Seeing Voices

Image credit: Screenshot of research video courtesy of MIT researcher Abe Davis


High-speed HD cameras are great for watching fish catch prey in slow motion, but it also turns out they can help researchers--and who knows who else--recreate sound. The implications from this new research from MIT are awe-inspiring and a little scary at the same time.



By analyzing high speed video of everyday objects like houseplants and potato chip bags, MIT graduate student Abe Davis has been able to reconstruct music and even human voices by filming objects in the vicinity of a source of sound.


Slow motion cameras take thousands of frames per second (instead of the usual 24fps of most film cameras) so they can capture sound as the vibrations move through objects. Because the framerate of the camera is faster than the vibrating frequency of the sound, the camera is able to pick up the oscillations that would normally just appear as a blur. With video enhancement and processing algorithms, Davis is able to turn these purely visual inputs into audio, reconstructing music and speech from nothing but the image of a vibrating surface.


When light hits the photoarray in the back of most digital cameras, the image isn’t processed all at once. Instead, an image is captured in successive slices, one pixel at a time. This can cause distortions at high speeds, a problem if you want to photograph a moving propellor, but an advantage if you’re looking for tiny vibrations. This perceived flaw became an asset to the researchers.

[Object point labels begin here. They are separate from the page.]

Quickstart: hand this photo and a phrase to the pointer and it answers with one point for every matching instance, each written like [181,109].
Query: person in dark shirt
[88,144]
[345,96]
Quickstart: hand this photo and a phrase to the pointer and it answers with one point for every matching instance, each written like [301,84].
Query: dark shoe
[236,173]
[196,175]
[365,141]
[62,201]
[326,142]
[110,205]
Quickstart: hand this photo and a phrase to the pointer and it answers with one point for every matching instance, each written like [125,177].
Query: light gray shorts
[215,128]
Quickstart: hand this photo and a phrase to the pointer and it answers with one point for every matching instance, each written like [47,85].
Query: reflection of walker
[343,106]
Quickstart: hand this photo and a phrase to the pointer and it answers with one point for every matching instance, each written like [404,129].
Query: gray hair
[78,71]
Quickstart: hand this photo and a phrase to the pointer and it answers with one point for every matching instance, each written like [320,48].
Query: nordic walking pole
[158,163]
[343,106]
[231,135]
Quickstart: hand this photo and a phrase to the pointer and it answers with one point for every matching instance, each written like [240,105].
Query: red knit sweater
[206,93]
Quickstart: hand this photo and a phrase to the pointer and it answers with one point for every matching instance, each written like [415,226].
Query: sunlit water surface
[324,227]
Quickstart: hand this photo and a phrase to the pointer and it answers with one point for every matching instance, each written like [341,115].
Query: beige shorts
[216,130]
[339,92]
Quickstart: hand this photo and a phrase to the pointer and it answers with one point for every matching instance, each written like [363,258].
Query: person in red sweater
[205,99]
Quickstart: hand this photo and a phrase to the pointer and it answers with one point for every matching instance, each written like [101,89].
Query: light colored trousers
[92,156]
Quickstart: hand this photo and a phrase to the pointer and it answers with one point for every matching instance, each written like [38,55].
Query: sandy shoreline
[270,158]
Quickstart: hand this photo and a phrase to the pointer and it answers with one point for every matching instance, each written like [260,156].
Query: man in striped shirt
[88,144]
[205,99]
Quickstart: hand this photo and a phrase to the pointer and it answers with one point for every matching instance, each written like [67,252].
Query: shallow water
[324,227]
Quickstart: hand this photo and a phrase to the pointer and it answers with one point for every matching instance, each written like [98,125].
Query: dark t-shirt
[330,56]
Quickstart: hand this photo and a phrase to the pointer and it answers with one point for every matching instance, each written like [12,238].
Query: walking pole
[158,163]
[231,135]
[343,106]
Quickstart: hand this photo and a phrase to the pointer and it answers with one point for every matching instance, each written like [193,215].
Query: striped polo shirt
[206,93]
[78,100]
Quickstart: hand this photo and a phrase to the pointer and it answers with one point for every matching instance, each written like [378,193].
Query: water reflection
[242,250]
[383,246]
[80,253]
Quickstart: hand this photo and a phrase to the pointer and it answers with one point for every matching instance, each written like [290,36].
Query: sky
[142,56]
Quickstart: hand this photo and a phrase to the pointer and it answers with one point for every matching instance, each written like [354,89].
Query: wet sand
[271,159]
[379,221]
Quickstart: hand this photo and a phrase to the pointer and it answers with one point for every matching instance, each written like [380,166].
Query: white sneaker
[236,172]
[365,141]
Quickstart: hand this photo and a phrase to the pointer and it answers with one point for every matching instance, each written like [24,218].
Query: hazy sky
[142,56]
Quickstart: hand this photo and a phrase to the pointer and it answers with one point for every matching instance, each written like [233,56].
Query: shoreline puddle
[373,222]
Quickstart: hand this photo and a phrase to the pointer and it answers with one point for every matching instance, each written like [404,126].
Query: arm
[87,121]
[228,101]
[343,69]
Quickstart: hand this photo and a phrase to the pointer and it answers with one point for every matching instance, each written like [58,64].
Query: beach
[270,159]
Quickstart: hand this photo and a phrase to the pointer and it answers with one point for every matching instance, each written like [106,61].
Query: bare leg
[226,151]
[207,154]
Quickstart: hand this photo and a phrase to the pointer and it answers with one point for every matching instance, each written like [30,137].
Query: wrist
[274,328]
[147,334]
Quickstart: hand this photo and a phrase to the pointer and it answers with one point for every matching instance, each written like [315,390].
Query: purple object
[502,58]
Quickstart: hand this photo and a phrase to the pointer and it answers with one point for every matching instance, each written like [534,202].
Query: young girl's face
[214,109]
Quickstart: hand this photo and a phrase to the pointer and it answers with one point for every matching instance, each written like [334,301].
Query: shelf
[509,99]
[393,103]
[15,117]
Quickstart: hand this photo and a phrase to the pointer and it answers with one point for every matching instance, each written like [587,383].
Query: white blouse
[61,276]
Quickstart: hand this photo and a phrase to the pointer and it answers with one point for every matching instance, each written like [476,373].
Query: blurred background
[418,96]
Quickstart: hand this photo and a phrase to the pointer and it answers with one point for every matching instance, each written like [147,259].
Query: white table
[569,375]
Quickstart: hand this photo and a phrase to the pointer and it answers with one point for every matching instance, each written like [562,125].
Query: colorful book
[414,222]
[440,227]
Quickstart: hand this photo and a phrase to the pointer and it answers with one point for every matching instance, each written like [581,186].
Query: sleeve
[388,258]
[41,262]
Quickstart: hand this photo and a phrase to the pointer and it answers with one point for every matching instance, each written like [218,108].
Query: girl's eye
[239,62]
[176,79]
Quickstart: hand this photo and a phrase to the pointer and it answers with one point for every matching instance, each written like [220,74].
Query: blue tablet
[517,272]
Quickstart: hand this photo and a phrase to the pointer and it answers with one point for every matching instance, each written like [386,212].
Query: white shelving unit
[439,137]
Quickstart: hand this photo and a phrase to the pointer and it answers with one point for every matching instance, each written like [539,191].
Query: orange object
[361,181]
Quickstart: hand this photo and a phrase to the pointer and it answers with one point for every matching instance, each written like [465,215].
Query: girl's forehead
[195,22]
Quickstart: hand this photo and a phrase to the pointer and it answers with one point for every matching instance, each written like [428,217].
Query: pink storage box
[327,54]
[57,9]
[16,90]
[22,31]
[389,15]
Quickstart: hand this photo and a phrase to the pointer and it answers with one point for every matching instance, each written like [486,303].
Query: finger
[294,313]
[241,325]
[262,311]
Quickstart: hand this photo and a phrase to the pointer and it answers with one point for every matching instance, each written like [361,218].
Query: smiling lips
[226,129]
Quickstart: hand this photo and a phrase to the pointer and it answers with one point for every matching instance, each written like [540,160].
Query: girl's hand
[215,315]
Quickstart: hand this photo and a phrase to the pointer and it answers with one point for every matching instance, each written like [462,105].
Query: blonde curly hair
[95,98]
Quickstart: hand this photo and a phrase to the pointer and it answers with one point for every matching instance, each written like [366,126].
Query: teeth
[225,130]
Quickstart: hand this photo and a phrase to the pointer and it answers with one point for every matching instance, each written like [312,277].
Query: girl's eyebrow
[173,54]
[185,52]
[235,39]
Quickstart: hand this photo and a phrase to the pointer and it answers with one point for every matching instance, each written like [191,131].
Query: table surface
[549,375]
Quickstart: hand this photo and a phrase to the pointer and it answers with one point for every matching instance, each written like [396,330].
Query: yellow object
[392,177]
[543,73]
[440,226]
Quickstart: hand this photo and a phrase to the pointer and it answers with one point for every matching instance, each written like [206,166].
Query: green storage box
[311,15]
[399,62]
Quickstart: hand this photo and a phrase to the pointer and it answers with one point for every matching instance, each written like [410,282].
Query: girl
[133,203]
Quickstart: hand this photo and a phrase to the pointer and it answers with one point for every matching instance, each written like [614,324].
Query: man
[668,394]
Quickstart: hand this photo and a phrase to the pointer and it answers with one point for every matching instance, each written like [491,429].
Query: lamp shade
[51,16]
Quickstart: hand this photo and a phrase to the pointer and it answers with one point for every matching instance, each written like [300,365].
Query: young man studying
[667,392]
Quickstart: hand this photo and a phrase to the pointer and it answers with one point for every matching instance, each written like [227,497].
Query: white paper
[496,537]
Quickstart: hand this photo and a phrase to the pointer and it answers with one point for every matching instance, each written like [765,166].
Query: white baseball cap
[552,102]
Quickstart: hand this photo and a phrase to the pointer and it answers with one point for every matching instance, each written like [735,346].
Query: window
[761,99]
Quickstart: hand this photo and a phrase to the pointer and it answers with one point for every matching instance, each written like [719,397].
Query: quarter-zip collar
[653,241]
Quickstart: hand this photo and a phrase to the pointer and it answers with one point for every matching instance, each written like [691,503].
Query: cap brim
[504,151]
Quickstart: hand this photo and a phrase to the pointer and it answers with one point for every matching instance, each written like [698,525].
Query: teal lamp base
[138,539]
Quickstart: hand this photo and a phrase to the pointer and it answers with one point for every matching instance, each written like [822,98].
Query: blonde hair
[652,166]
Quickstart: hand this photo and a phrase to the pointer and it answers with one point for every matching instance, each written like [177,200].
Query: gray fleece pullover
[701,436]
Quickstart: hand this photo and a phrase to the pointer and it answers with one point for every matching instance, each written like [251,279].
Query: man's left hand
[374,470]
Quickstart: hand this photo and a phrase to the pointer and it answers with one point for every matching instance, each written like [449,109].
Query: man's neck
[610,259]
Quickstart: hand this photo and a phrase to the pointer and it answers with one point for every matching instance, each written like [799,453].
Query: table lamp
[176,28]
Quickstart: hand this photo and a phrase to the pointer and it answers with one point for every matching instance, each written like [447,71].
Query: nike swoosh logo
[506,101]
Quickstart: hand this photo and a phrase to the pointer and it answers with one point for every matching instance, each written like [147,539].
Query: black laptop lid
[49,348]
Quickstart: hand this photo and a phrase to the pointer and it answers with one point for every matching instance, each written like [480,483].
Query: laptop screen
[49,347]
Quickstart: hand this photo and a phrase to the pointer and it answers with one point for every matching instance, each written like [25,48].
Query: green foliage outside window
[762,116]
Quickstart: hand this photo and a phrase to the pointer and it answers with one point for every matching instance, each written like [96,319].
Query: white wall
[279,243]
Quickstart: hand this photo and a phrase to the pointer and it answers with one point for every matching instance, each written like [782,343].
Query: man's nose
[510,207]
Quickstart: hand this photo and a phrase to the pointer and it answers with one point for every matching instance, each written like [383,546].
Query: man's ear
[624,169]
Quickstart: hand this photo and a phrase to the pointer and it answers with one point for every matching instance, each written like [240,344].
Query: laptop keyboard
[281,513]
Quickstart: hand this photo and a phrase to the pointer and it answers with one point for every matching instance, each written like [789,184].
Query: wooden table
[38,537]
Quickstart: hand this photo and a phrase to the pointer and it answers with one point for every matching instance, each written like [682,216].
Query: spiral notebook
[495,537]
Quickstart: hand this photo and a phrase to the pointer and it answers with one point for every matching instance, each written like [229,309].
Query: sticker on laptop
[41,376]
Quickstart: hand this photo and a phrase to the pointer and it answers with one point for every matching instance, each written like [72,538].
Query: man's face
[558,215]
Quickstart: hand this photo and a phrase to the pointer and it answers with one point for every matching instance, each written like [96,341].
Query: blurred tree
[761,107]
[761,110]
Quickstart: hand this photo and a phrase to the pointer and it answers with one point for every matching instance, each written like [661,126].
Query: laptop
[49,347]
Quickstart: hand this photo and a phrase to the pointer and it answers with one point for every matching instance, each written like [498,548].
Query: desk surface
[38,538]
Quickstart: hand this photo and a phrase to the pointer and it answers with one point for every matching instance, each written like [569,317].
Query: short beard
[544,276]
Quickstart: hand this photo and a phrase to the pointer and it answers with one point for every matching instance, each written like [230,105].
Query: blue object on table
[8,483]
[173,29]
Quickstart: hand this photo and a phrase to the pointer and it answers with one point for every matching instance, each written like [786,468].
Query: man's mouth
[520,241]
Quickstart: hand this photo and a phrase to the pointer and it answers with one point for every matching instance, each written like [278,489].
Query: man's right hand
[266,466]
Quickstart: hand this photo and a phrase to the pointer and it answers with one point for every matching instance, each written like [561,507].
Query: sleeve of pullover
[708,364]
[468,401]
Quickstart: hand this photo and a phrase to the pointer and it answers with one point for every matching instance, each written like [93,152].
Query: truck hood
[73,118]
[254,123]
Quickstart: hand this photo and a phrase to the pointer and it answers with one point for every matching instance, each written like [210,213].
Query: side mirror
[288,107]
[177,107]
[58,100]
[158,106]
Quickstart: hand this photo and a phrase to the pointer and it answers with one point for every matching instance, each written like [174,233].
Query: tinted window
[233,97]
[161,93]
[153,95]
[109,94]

The work builds on research by co-author Michael Rubinstein, who developed a video enhancement technique exploiting this design to amplify subtle and normally invisible changes, revealing the pulse of blood vessels beneath the skin and the breathing of a sleeping baby. When applied to sound, the researchers were able to take those slices and treat them as individual frames, resulting in an effective framerate fast enough to capture the frequencies of audible sounds even from regular speed video.



The idea that any normal modern camera, pointed through a window at your begonias, could be used to record conversations is a bit unsettling, but Davis doesn’t think this technology will be used only by spies. As he told the Washington Post, “This is a new dimension to how you can image objects. It tells you something about how they respond physically to pressure, but instead of poking and prodding at them, all you need is to play sound at them.”


What materials scientists, big brother, or the world at large will do with this technology is anyone’s guess, but one thing is certain: the team at MIT have revealed a vast source of information nobody had previously considered, and it captured our imaginations.